I remember spending two hours every morning just breaking the ice in the cove just so I could get my skiff out to my boat
Small Point, ME (PRWEB) January 8, 2007
While the world press is awash in stories outlining the dangers of global warming, Maine lobster men are basking in relative warmth and benign weather conditions during a fishing season that has traditionally been harsh and unrelenting.
Typically, only the hardiest of Maine lobster men keep their traps in year round and brave the ice and fierce cold of a normal Maine winter. In years past, the average low temperature at 4:30 am, when many Maine lobster men head out for work, hovered in the low single digits Fahrenheit.

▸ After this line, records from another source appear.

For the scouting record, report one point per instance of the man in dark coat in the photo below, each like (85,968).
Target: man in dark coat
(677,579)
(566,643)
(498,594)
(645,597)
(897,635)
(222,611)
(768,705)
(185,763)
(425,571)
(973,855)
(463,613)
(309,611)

This year it has been in the 30s and 40s.
"I remember spending two hours every morning just breaking the ice in the cove just so I could get my skiff out to my boat," said Jim Wallace, 47, a seasoned third-generation lobster man from Small Point, Maine. "The past couple of years there has been very little ice, and this year none at all," he said.
The Northeast hasn't been freezing under your grandfather's cold weather pattern, a phenomenon scientists predict will continue through winter.
Scientists at NOAA ( National Oceanic and Atmospheric Administration) predict a January and February about 2 percent warmer than the 30-year average, citing both the oscillation of the ocean-atmosphere system in the tropical Pacific, aka El Nino, as well as long-term climate trends.
For Gary Roy, owner of Lobster-s.com, the warm winter makes getting fresh lobsters easier. "I buy my lobsters direct from lobster men daily, and will only ship lobsters the same day that they are caught. In previous years, I've had to travel up and down the Maine coast to find a group of lobster men that haven't been frozen in. This year, none of the locals were frozen in, and I haven't had to travel at all," he said.
Unlike Maine fishermen, not all Maine residents are happy with the record warm temperatures. For snowmobilers, cross-country, and downhill skiers and the businesses that serve them, the long string of unusually mild days adds to their despair as well as financial loss.
Snowmobile sales are far lower this year than previous years. "Sales have been terrible, very slow. We still have 2006 models left over in the crates," said George Gherardi, owner of White Rock Outboard in Gorham. "I've been in the business since 1969 and I've never seen it this bad."
The weather is certainly causing a great divide among long-time Maine residents. In one camp there are those that long for cold and snow of a typical Maine winter. In the other, those who's life is made easier by the lack of it.
Nowhere is that divide more evident than in the snowplowing business. On the one hand, the snow removal budgets of New England towns and cities shows a significant surplus for this time of year, while private contractors suffer a dramatic loss from the lack of income that they depend on in the winter.
When will more normal winter conditions return to Maine? Meteorologists can't say for sure. Right now, Maine lobster men can continue to bask in the relative warmth of global warming.